All senior Arsenal sources spoken to for this article praised the Kroenke family, pointing to the more active involvement of Josh Kroenke, the 46-year-old son of patriarch Stan, as a key player. One said they had the impression he persuaded the board to pull the emergency cord on funding.
Overcoming Crises
FA Cup and Community Shield wins in Arteta's first eight months were overshadowed by Covid restrictions, before a terrible 2020-21 season meant Arteta looked doomed to outsiders. There were never internal discussions about that, said a source familiar with board meetings. However, in December 2020, Arsenal lost 2-1 at Everton, a run of seven Premier League games without a win, five of which were defeats. They then lost a Carabao Cup tie 4-1 at home to Manchester City before Chelsea came to the Emirates. Arteta's intensity is extreme even in good times; this looked like terminal pressure.
One executive said they looked poor at Everton, and while his future wasn't being discussed, they feared for him. The board did not waver. Arsenal beat Chelsea 3-1 on Boxing Day to relieve immediate pressure, and although Arteta struggled and finished eighth that season, he remained backed to the hilt, evident by the departure of Mesut Özil in January 2021. That was totemic, said one source. It cost the club a lot of money to pay up his contract, but they backed Mikel's judgment.
Arteta had made clear there were certain characters he would not tolerate; Özil's friend Shkodran Mustafi left in the same window. A line had been drawn, and when Pierre-Emerick Aubameyang attempted to cross it a year later, he too was sold, even though Arsenal were in a race for Champions League places and desperate for his goals.

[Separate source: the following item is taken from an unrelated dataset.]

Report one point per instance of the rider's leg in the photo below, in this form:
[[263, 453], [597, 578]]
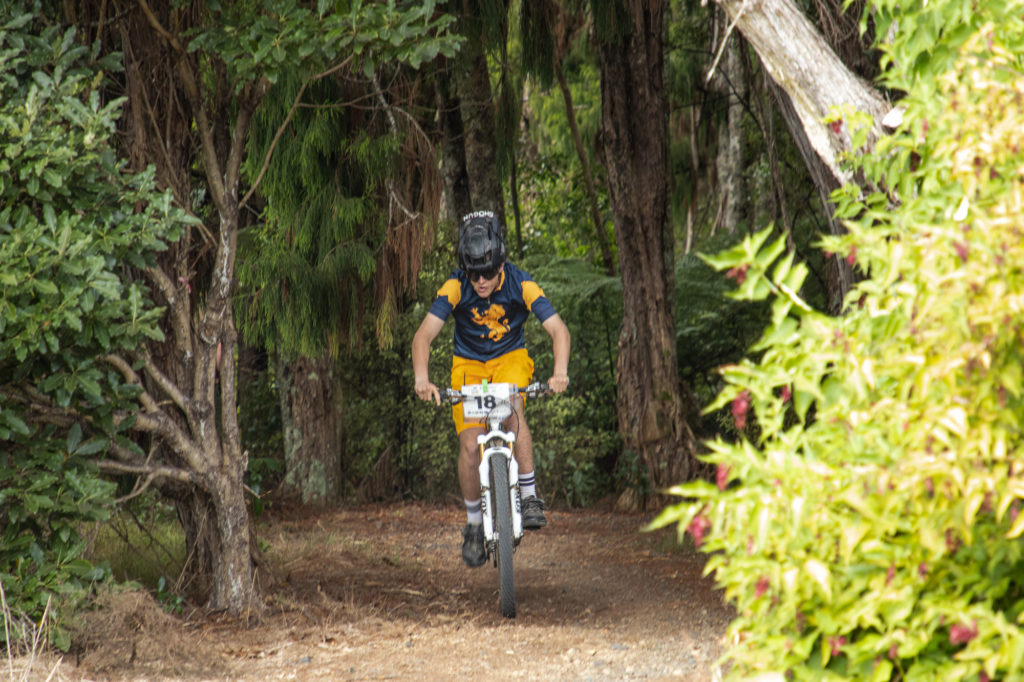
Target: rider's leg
[[473, 553], [532, 506], [469, 464]]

A key scene in the Amazon Prime documentary that chronicled the 2021-22 season showed Rob Holding and Mohamed Elneny discussing Aubameyang's departure. Boss had balls, said Elneny. Yeah, boss had balls, agreed Holding. The message had landed.

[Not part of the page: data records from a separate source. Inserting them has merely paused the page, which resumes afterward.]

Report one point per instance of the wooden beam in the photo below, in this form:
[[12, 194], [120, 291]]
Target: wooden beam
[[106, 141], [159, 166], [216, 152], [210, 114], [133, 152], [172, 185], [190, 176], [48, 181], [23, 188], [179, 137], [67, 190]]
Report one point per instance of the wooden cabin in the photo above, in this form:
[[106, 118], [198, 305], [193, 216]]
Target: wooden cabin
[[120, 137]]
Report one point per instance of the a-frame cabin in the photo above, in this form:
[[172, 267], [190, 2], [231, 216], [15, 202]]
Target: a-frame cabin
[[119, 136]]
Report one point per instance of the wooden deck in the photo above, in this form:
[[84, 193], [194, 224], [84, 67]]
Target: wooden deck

That said, the 2021-22 season started shambolically: Arsenal lost at promoted Brentford, to Chelsea at home to jeers and boos, then 5-0 at City, with Granit Xhaka sent off and indiscipline a clear problem. Insiders say Arteta did not waver. Mikel is not the type of person to get overwhelmed about anything, said one senior member of the football staff. He's very driven and very solid in his mind. There were difficult times, and obviously Arsenal had invested massively. But the Kroenkes deserve credit.

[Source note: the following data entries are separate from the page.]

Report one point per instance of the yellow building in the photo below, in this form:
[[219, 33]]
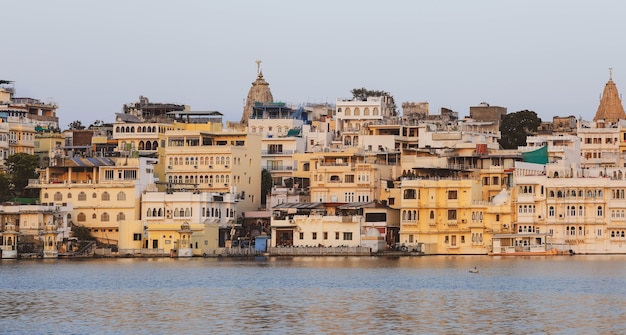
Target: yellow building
[[226, 161], [105, 192]]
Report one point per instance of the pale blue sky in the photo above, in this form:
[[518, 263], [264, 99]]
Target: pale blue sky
[[91, 57]]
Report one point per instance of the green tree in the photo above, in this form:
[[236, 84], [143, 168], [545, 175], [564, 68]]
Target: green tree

Building a Title-Winning Side
Arteta has left his own distinctive stamp on the club – he is most definitely the manager, not head coach, a development Arsenal initially wanted to avoid in the post-Wenger era to avoid the personality-cult syndrome – but was also bequeathed building blocks of a first-class side. William Saliba had been signed by a scouting team subsequently dismantled by Edu, and Arteta almost lost him, sending him away on loan, unimpressed, until he was persuaded to take him back; a deal for Gabriel Magalhães had been put in place by the same scouts and he arrived in September 2020; and he had Bukayo Saka coming through from the academy.
No one at Arsenal doubts the significance of the summer of 2023 in making the step from good to great: the £200m spent to bring in Declan Rice, Kai Havertz, Jurriën Timber, and David Raya indicated not only an intent to take on nation-state funded teams. It also showed Arteta's charisma was a key part of a recruitment success story, with Rice rejecting Chelsea, Manchester United, and City. The project seemed more exciting and I believe we're on to big things here, said Rice.
Over the past couple of seasons, Rice might have privately questioned that. Now his words look uncannily prescient.